ZABIT KATİPLERİNİN KADRO SORUNU
Zabıt kâtipliği unvanının artık değişmesi gerekmektedir. Uyap sisteminin uzun yıllar öncesinde uygulamaya girmesiyle tüm zabıt kâtiplerinin veri girişi yaptıkları, bu nedenle zabıt kâtipliği kadrosunun veri hazırlama ve kontrol işletmeni olarak değiştirilmesinin gerektiği, değişiklik halinde personel maaşlarında iyileştirmenin de mevcut olacağı aşikardır.
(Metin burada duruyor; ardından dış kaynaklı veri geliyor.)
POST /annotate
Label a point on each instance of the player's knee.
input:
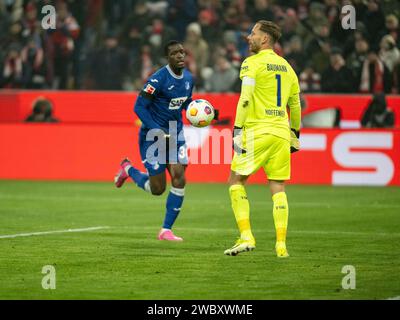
(179, 181)
(157, 190)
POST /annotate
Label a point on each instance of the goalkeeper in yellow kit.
(263, 136)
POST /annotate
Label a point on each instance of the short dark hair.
(168, 45)
(271, 28)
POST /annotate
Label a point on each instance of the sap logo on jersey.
(176, 103)
(360, 155)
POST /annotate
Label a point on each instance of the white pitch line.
(51, 232)
(294, 231)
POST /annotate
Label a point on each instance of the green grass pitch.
(329, 227)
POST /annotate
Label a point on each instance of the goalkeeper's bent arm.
(248, 86)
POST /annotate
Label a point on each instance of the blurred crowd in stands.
(117, 44)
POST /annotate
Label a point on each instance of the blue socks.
(141, 179)
(174, 204)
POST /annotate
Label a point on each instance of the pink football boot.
(121, 176)
(166, 234)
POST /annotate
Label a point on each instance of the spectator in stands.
(375, 22)
(156, 35)
(42, 111)
(33, 65)
(132, 36)
(377, 114)
(389, 54)
(208, 20)
(356, 59)
(393, 28)
(294, 54)
(61, 45)
(109, 66)
(11, 76)
(181, 14)
(372, 74)
(319, 48)
(337, 78)
(309, 79)
(224, 77)
(261, 11)
(197, 49)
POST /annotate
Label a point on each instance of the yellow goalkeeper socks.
(241, 209)
(281, 215)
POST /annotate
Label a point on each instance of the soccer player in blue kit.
(159, 106)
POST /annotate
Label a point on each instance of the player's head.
(263, 36)
(175, 54)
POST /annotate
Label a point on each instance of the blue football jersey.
(168, 93)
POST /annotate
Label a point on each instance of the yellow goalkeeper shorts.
(267, 151)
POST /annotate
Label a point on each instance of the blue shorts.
(156, 155)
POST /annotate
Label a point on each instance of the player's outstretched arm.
(246, 94)
(142, 110)
(295, 121)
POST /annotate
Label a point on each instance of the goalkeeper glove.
(237, 140)
(294, 140)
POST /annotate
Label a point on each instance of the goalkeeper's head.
(175, 54)
(264, 35)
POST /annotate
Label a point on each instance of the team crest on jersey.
(149, 89)
(176, 103)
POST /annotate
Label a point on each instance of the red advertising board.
(117, 107)
(93, 152)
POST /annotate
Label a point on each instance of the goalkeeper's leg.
(241, 210)
(281, 215)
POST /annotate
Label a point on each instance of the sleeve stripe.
(146, 95)
(247, 81)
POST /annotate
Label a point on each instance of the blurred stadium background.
(66, 120)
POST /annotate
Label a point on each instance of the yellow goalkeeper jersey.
(275, 86)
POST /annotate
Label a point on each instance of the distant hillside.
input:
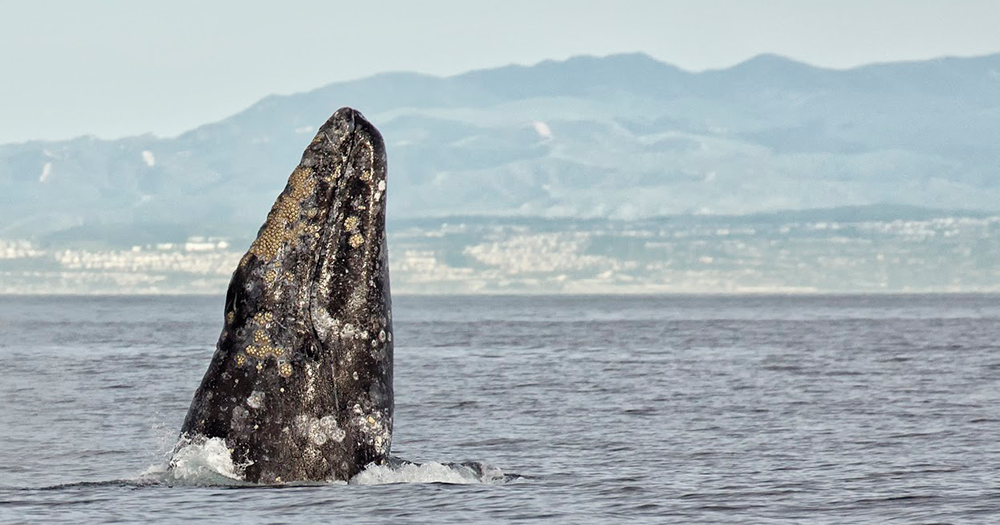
(620, 137)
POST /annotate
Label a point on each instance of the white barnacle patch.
(239, 419)
(374, 429)
(316, 434)
(318, 430)
(256, 399)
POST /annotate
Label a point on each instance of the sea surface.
(604, 409)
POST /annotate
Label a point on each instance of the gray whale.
(300, 385)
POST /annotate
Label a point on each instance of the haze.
(119, 68)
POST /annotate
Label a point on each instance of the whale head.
(300, 385)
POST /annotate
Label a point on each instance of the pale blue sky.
(124, 67)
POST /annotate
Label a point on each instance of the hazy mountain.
(618, 137)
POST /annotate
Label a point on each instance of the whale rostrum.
(300, 385)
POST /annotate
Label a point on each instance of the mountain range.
(621, 137)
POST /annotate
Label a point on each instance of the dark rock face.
(300, 386)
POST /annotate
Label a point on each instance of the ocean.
(584, 409)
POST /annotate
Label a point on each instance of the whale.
(300, 385)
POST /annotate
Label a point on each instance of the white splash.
(542, 129)
(198, 462)
(46, 172)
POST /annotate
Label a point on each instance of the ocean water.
(840, 409)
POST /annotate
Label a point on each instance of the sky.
(114, 68)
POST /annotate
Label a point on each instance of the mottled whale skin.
(300, 385)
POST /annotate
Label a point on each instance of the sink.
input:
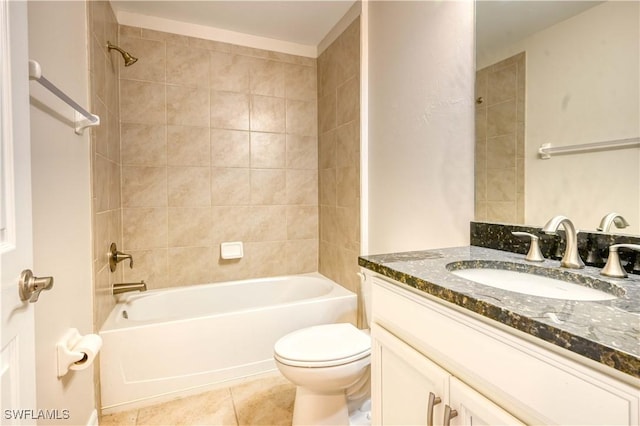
(536, 281)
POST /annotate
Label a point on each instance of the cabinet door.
(402, 381)
(474, 409)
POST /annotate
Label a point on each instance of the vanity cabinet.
(414, 390)
(487, 373)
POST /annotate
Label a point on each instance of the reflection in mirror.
(563, 73)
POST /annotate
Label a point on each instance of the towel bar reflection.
(35, 73)
(546, 150)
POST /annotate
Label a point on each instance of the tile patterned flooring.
(264, 401)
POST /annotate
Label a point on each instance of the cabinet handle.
(433, 400)
(448, 415)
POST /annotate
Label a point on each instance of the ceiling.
(304, 22)
(498, 22)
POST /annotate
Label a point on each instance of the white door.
(473, 409)
(408, 389)
(17, 367)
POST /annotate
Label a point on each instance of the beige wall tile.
(228, 72)
(231, 223)
(188, 106)
(300, 82)
(301, 118)
(230, 148)
(327, 112)
(348, 101)
(191, 265)
(327, 191)
(501, 184)
(142, 102)
(188, 146)
(503, 85)
(302, 222)
(144, 228)
(348, 145)
(189, 186)
(268, 223)
(266, 258)
(268, 186)
(266, 78)
(347, 187)
(327, 149)
(302, 256)
(150, 266)
(267, 114)
(152, 59)
(187, 66)
(143, 144)
(302, 152)
(501, 119)
(268, 150)
(230, 186)
(302, 186)
(501, 152)
(144, 186)
(189, 227)
(229, 110)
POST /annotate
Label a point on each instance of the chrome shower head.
(128, 59)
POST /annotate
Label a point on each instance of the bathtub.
(166, 343)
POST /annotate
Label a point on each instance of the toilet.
(329, 364)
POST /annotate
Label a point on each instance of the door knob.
(30, 286)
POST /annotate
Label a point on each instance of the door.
(471, 408)
(17, 368)
(408, 389)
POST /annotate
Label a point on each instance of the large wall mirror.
(564, 73)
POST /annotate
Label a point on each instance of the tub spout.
(126, 287)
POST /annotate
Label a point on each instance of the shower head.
(128, 59)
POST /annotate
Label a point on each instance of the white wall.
(583, 86)
(421, 122)
(61, 202)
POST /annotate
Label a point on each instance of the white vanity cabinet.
(410, 390)
(487, 374)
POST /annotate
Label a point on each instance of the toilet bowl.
(324, 362)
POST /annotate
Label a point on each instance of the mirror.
(563, 73)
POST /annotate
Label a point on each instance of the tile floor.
(265, 401)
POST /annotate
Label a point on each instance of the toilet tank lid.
(323, 343)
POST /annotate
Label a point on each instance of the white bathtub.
(166, 343)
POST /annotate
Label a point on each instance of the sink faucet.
(125, 287)
(612, 218)
(571, 258)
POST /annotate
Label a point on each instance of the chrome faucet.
(571, 258)
(126, 287)
(612, 218)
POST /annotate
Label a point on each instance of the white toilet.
(329, 364)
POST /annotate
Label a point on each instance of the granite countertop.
(605, 331)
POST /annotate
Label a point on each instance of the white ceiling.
(502, 21)
(304, 22)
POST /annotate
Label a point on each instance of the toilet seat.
(323, 346)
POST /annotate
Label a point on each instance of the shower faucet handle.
(116, 257)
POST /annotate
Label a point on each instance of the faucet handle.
(614, 268)
(534, 254)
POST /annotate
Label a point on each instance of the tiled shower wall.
(339, 157)
(105, 158)
(218, 143)
(500, 124)
(104, 68)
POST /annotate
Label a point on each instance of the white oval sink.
(532, 284)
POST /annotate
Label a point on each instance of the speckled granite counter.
(605, 331)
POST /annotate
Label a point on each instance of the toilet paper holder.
(71, 355)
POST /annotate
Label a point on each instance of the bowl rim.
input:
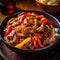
(30, 50)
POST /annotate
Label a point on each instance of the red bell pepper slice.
(34, 43)
(39, 43)
(31, 21)
(9, 29)
(24, 16)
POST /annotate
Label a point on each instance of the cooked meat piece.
(14, 41)
(46, 42)
(29, 30)
(40, 29)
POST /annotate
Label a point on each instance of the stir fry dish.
(30, 30)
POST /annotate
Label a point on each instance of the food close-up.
(29, 29)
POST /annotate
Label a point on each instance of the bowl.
(30, 52)
(49, 8)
ADLİYEDE ÇALIŞAN MÜDÜRLERİNİN EK GÖSTERGE SORUNU
Adalet Bakanlığı’nda görev yapmakta olan müdürlerin ek göstergeleri 2200 üzerine çıkamamaktadır. Başka kurumlarda çalışan emsalleri ise 3600 ek gösterge üzerinden emekli olmaktadır. Müdürlerimiz emekli olmaya korkar hale gelmişlerdir. Bu itibarla adliyede çalışan müdürlerimizin ek göstergelerin 3600 seviyesine çıkartılması zorunlu hale gelmiştir.
MÜBAŞİRLERİN GENEL İDARE HİZMETLERİ SINIFINA GEÇMESİ
Adliyelerde çalışan mübaşirlerin yardımcı hizmetler sınıfında bulunmaktadır. Halbu ki, askeri mahkemelerde çalışan meslektaşları genel idare hizmetleri sınıfında görev yapmaktadır. Adli yargıda çalışan mübaşir arkadaşlarımız da yaptıkları görev itibariyle genel idare hizmetleri sınıfında olmaları gerekmektedir. Özlük hakları açısından büyük kayıpları bulunmaktadır. Aksi uygulamanın devamı hakkaniyet kurallarına ve Anayasa’mıza ters düşmektedir.
Ayrıca mübaşirlere görevleri dışında temizlik işlerinin de yaptırıldığı bilinmekle, bunun önüne geçilerek bu hususta gerekli önlemlerin alınmalıdır.
ADLİYE PERSONELİNİN YARGILANMA USULÜ
Adliye personelleri dışında tüm memurların yargılanması izne tabi bulunmaktadır. Ancak adliye personelinin herhangi bir kamu otoritesinden izin alınmaksızın haklarında anında soruşturma başlatılabilmektedir. Bu hususun amir ve memurlar arasında bir çok sıkıntılara ve mobbinglere sebebiyet vermektedir. Bu nedenle adliye personeli hakkında soruşturma başlatılmadan önce gerekli izne tabi tutulması kaçınılmaz bir gereksinimdir.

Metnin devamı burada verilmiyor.